Le bananier, c’est une autre histoire, celle de la traduction de la Bible, un véritable phénomène éditorial initié au IIIème siècle avant JC avec les Septante traducteurs réunis par Jérôme, le saint Patron de la profession, un phénomène qui s’est emballé depuis, notamment au vingtième siècle, où l’ardeur missionnaire évangéliste aboutit à des comptes faramineux : tout au long du XXe siècle, une nouvelle traduction par mois, si bien qu’en l’an 2000 on parvenait au total au chiffre de 2403 langues disposant de leur version du texte. Dans certains cas, il a fallu faire des concessions, ce que les Jésuites appelaient en d’autres temps et circonstances une « inculturation ». Au XVIIème siècle, Albert Cornelius Ruyl (rœuil ), un jeune négociant de la Compagnie hollandaise des Indes orientales en fonction à Sumatra décide de traduire la Bible en malais, la langue véhiculaire de la région, qu’il avait apprise lors de son séjour. Quand le mot lui fait défaut dans la langue cible, il y supplée en l’empruntant à l’arabe, au portugais ou au sanscrit. Mais là où il est question d’un figuier, arbre inconnu dans cette partie du monde, il traduit par pisang , qui signifie bananier. Un siècle plus tard, en Estonie, le premier traducteur de la Bible butte sur un pied de vigne, une plante inconnue des paysans de ce pays balte auxquels était destiné l’ouvrage. Par une déduction « subtile » et pour transposer le sens du mot, un végétal dont le fruit produit une boisson alcoolisée, notre homme n’y va pas par quatre chemins. Résultat : le « cep avec trois sarments » de la Genèse se voit métamorphosé en « arbre à vodka ». Mais David Bellos nous rassure. Il s’est laissé dire qu’aujourd’hui « les Estoniens sobres ne croient plus que la vodka pousse sur les arbres ».

La traduction est un art du compromis, une langue que parlent tous les professionnels. L’auteur détaille les mille et une tactiques pour transposer les tournures dans cet idiome transitoire, universel et babélien dont Walter Benjamin supposait l’existence, dans son bel essai sur La tâche du traducteur.
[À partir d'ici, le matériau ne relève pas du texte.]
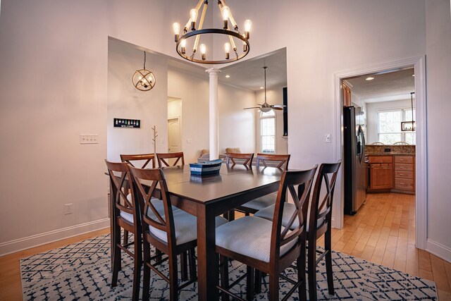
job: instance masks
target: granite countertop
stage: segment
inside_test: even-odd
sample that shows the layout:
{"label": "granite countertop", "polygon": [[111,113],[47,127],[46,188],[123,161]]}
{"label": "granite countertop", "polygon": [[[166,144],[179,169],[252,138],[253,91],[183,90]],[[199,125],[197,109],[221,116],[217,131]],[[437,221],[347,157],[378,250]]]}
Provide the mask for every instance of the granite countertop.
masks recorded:
{"label": "granite countertop", "polygon": [[365,153],[368,156],[415,156],[415,154],[407,152],[376,152],[376,153]]}

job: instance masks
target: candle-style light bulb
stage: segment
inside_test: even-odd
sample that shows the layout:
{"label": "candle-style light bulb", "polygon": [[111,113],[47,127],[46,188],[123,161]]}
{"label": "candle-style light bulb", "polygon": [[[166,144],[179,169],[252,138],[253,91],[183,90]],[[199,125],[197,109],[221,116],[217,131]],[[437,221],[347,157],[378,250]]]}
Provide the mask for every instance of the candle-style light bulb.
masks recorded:
{"label": "candle-style light bulb", "polygon": [[174,30],[174,39],[175,39],[175,42],[177,42],[178,41],[178,37],[180,34],[180,25],[175,22],[175,23],[173,23],[172,28]]}
{"label": "candle-style light bulb", "polygon": [[202,55],[202,61],[205,61],[205,51],[206,51],[206,47],[205,44],[200,44],[200,53]]}
{"label": "candle-style light bulb", "polygon": [[182,50],[182,53],[183,54],[185,54],[185,53],[186,52],[186,39],[182,39],[182,41],[180,42],[180,47],[181,47],[181,50]]}
{"label": "candle-style light bulb", "polygon": [[228,28],[228,18],[230,16],[230,8],[228,6],[223,6],[223,20],[224,21],[224,29]]}
{"label": "candle-style light bulb", "polygon": [[228,60],[230,58],[229,53],[230,52],[230,43],[224,44],[224,50],[226,51],[226,59]]}
{"label": "candle-style light bulb", "polygon": [[191,18],[191,30],[196,30],[196,20],[197,20],[197,11],[192,8],[190,11],[190,17]]}
{"label": "candle-style light bulb", "polygon": [[245,36],[246,39],[249,39],[249,32],[251,31],[251,27],[252,27],[252,21],[250,20],[246,20],[245,21]]}

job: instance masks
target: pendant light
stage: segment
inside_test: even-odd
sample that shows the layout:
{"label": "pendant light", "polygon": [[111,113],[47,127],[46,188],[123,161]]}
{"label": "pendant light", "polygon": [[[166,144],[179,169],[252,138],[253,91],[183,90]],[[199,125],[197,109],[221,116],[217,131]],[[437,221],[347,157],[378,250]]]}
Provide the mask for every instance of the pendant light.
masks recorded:
{"label": "pendant light", "polygon": [[146,69],[146,51],[144,51],[144,67],[133,74],[133,85],[140,91],[150,91],[155,86],[155,75]]}
{"label": "pendant light", "polygon": [[410,92],[410,107],[412,109],[412,121],[402,121],[401,123],[401,130],[410,130],[414,132],[416,129],[416,125],[414,121],[414,92]]}

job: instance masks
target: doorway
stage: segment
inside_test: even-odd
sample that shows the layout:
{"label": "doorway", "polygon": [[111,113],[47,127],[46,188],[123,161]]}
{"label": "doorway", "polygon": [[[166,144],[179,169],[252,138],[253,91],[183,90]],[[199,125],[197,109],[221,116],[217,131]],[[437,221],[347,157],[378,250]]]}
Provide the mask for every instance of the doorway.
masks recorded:
{"label": "doorway", "polygon": [[[342,97],[342,80],[346,78],[361,76],[362,75],[386,73],[388,71],[399,70],[413,66],[414,73],[414,106],[415,108],[414,120],[416,124],[416,156],[414,164],[416,166],[415,183],[415,231],[416,247],[425,249],[426,245],[426,82],[424,58],[423,56],[407,59],[402,61],[387,63],[380,65],[364,66],[354,70],[350,70],[335,74],[335,159],[344,158],[343,141],[343,120],[342,111],[344,101]],[[333,226],[341,228],[344,223],[345,193],[344,168],[337,185],[341,187],[341,195],[337,199],[337,206],[333,209]]]}
{"label": "doorway", "polygon": [[182,152],[182,99],[168,98],[168,152]]}

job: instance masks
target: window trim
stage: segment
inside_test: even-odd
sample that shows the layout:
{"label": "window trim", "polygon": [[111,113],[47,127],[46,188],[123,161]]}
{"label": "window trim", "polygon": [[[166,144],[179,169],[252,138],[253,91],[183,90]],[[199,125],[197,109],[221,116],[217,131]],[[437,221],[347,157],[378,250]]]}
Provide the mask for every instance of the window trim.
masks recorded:
{"label": "window trim", "polygon": [[[411,133],[412,132],[406,132],[406,131],[402,131],[400,130],[400,132],[388,132],[388,133],[381,133],[379,132],[379,125],[380,125],[380,118],[379,118],[379,113],[385,113],[385,112],[396,112],[396,111],[400,111],[401,112],[401,121],[408,121],[406,118],[406,112],[407,111],[412,111],[412,108],[411,107],[407,107],[407,106],[399,106],[399,107],[396,107],[396,108],[392,108],[392,109],[381,109],[378,110],[376,111],[376,116],[377,116],[377,125],[376,125],[376,129],[377,129],[377,137],[378,137],[378,141],[381,142],[381,140],[379,139],[379,135],[381,134],[383,135],[383,134],[400,134],[401,135],[401,140],[403,142],[406,142],[406,134],[407,133]],[[412,112],[412,118],[416,115],[416,111],[415,111],[415,109],[414,109],[414,112]],[[414,131],[413,133],[416,133],[416,131]],[[416,139],[415,139],[415,144],[412,145],[416,145]]]}
{"label": "window trim", "polygon": [[[259,143],[259,149],[260,149],[260,152],[261,153],[263,153],[263,146],[261,145],[263,140],[261,139],[261,137],[263,137],[263,135],[261,135],[261,121],[263,119],[269,119],[269,118],[273,118],[274,120],[274,154],[277,154],[277,114],[276,113],[276,111],[274,110],[271,110],[270,111],[271,112],[272,112],[273,115],[272,116],[263,116],[262,115],[265,113],[265,112],[260,112],[260,116],[259,117],[259,130],[260,130],[260,133],[259,133],[259,136],[260,137],[260,143]],[[266,112],[268,113],[268,112]],[[265,153],[265,154],[271,154],[271,153]]]}

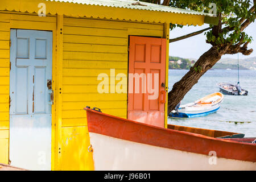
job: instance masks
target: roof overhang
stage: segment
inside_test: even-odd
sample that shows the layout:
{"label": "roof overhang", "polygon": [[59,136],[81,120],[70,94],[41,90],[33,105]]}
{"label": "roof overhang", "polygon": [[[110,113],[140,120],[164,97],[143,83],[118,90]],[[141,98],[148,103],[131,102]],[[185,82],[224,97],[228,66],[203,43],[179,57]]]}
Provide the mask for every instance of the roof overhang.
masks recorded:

Entre la langue source, en effet, et la langue cible, il y a cet entre-deux qui a une terrible quoiqu’évanescente réalité, pour tous ceux qui se sont essayés à la tâche, c’est le domaine étrangement silencieux et infini de l’équivalence, de l’élasticité du sens, tiraillé entre des contextes culturels, des adhérences sémantiques, des dépôts étymologiques.

Pour réduire l’écart, David Bellos évoque un procédé indiqué par d’Alembert, l’encyclopédiste, qui est aussi une clause de style. Il faut faire parler la langue d’origine dans la traduction et faire en sorte que Dostoïevski ou Kafka parlent leur langue dans le français (l’exemple est anachronique, c’est moi qui walide). Mais il faut pour cela que les accents soient perceptibles. A l’époque de d’Alembert le conseil pouvait valoir pour les traductions du français, langue parlée par les élites européennes et dont il était de bon ton de signaler la connaissance et la pratique. Petit coup d’habitus dans l’œil. Dans un autre genre Astérix

Sur cette question David Bellos cite un cas de figure intéressant, dans un autre genre, celui de la bande dessinée, en l’occurrence Astérix chez les Bretons, lorsque Jolithorax se présente au petit Gaulois en singeant, dans son français un anglais de manuel scolaire, ce qui donne : « je dis, ça c’est un morceau de chance, je suis Jolithorax, secouons-nous les mains », la question qui se pose c’est : comment traduire cette réplique pour la version anglaise sans perdre le sel de l’échange alors la traduction, c’est une prouesse, parvient à rétablir le ton caricatural de la présentation en introduisant à tous les coins de phrase l’interjection « Oh » et l’expression « old Boy » au parfum légèrement suranné et le traducteur rebaptise Jolithorax qui devient Anticlimax.